Паноптикум вдребезги разбил надежды и мечты. Хильда не справилась. Хильда сломилась, утонув среди потока смердящей критики.
То, чего от неё хотели, было безобразно, нелепо… Она никогда не писала о том, что в моде, следуя исключительно велению души.
Что ж… Теперь она знает всё точно.
Её творчество не нужно этому миру. Да и ей сейчас – тоже не нужно.
После разгромного представления Хильда нашла обычную работу в Городе. Устроилась секретаршей. И постаралась писать просто так, для себя.
Но теперь она творила через не могу. Мучительно, со слезами. И беспощадная память всякий раз приносила свист, крики, смех…
Мало-помалу она стала творить всё меньше, всё слабее, не доделывая Фантазии до конца.
А потом и вовсе перестала.
– Исчезло. Исчезло навсегда, – шепнула Хильда в мятую, пахнущую лавандой подушку.
Точнее – совсем скоро исчезнет.
Вчера, не выдержав муки, Хильда трусливо сбежала в Крематорий. Отнесла туда всё, до последнего, крохотного черновика. Отголоски Фантазий ещё бродили в её голове, но часть из них уже пропала навеки.
Как же её звали? Ту, последнюю?..
Хильда села на кровати, безотчётно схватилась за голову.
Хильда…
Было тошно от самой себя. Даже от имени, что в насмешку означало храбрую, бьющуюся до конца.
До конца.
Рука прошлась по холодному одеялу пауком-альбиносом. Сжалась в кулак.
Пусто. До чего же пусто.
…А если попробовать? Попробовать начать с конца?
Кровать внезапно исчезла. Хильда тонула, захлёбываясь тёмной, как нефть, водой. Тонула, одетая в плотную, смирительную рубашку.
В голове стучала паника. Орала злобная толпа.
«Не-ве-рю, не-ве-рю! Не…»
Голые ступни коснулись шершавого дна. Руки вдруг ожили и затрепетали.
Хильда порвала путы.
Оттолкнулась. Оттолкнулась от дна и…
…Мешком свалилась с кровати.
Вскочить! Выскочить! И бежать!
Быстрей, быть может, они ещё не успели!..
Нет ни боли от зашибленных колен, ни засохших слёз – солёных кристалликов на коже. Только осознание: чёткое, ясное, будто майский день, омытый первым весенним ливнем.
«Я смогу! Я снова поверю в себя!»
Воробьём чирикнул дверной звонок. В ту же секунду Хильда распахнула двери.
На пороге стоял знакомый кремат. Тот самый, с шапкой волос и тёмными, цвета молотой корицы, глазами. В правой руке – знакомый ветхий чемоданчик. В левой…
Хильда перестала дышать.
Волосы как вода. А в них – полосатая, крылатая рыбка. Круглые блюдца – глаза: один – серый, второй…
…Тёмный.
Точно корица.
Девочка отцепилась от кремата. Вытащила из кармашка на летнем платье горсть раковин, протянула ей.
– Возьми. Ты можешь выбрать любую!
До боли знакомый голос.
Минута, другая…
Хильда сомнамбулой шагнула вперёд. Взяла двустворчатую ракушку. Миг – и она раскрылась в её руках. На мягкой сердцевинке лежала крохотная записка. На ней – четыре слова.
«Никогда не сдавайся, Хильда».
Никогда не сдавайся.
Хильда всхлипнула. И начала рыдать.
Ангус бросился вперёд, обнял девушку и прильнувшую к ней Фантазию.
Пепельные глаза обратились к нему.
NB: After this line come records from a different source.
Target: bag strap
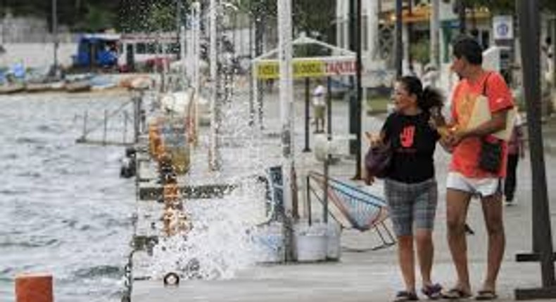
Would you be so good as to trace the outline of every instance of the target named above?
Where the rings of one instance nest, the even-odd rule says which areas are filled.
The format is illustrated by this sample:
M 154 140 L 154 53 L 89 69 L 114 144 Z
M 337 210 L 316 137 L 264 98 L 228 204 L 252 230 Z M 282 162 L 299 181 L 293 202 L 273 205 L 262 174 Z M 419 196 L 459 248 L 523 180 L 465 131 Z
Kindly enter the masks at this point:
M 491 74 L 492 74 L 492 72 L 488 72 L 488 73 L 486 74 L 486 77 L 485 77 L 484 81 L 483 82 L 483 96 L 486 96 L 487 98 L 488 98 L 488 96 L 486 96 L 486 84 L 488 84 L 488 78 L 491 77 Z
M 491 74 L 492 74 L 492 72 L 488 72 L 488 73 L 486 74 L 486 77 L 485 77 L 485 79 L 483 82 L 483 96 L 486 97 L 487 99 L 488 98 L 488 96 L 486 95 L 486 87 L 487 87 L 487 84 L 488 84 L 488 78 L 491 77 Z M 491 138 L 491 140 L 494 140 L 495 142 L 496 143 L 502 140 L 501 139 L 498 138 L 492 135 L 483 136 L 482 139 L 483 140 L 488 141 L 487 138 Z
Пепельные… Но уже не печальные.
Хильда смотрела в упор. И улыбалась сквозь слёзы.
– Спасибо тебе.
Ангус улыбнулся в ответ. Голос – колокольчик из хрусталя…
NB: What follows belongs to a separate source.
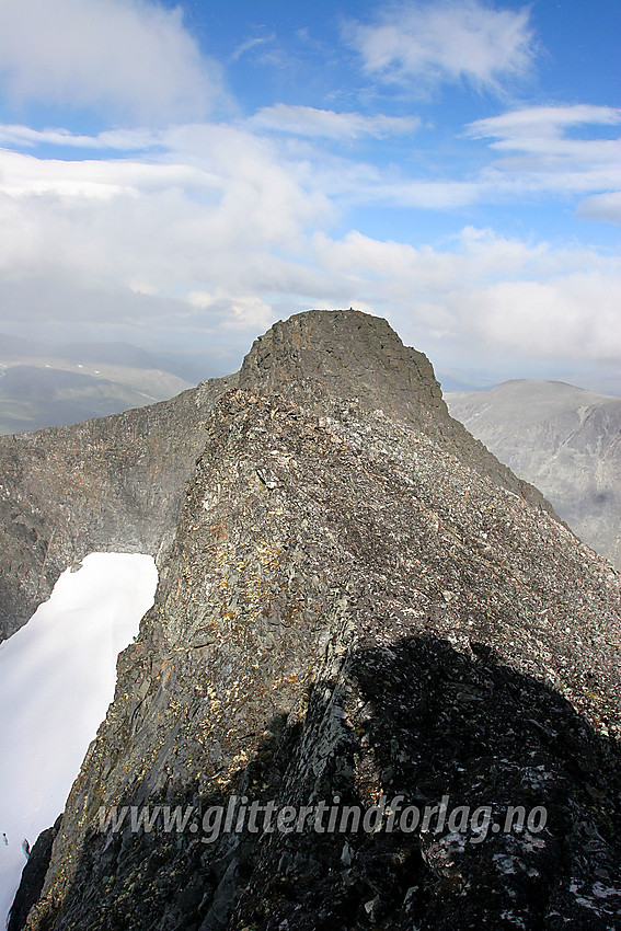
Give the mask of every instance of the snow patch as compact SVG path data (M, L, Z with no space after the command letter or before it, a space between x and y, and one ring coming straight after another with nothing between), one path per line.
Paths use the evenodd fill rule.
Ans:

– Спасибо, – повторила Хильда, опуская взгляд на спасённую Фантазию. И добавила: – Спасибо, Бирюза.
Охота на принцев
Вчера поймали Бэт.
Вдох-выдох. Но мысль продолжает крутиться в моей голове, словно веретено.
Я сижу под столом, в самом углу, и рисую в пыли пентаграммы. Меня трясёт, и, кажется, от этого весь чердак ходит ходуном. Скинутый с руки браслет валяется неподалёку; рубин на нём сверкает, хищно подмигивая мне из темноты. Закусываю губу, чтобы не закричать, и рисую тихо-тихо.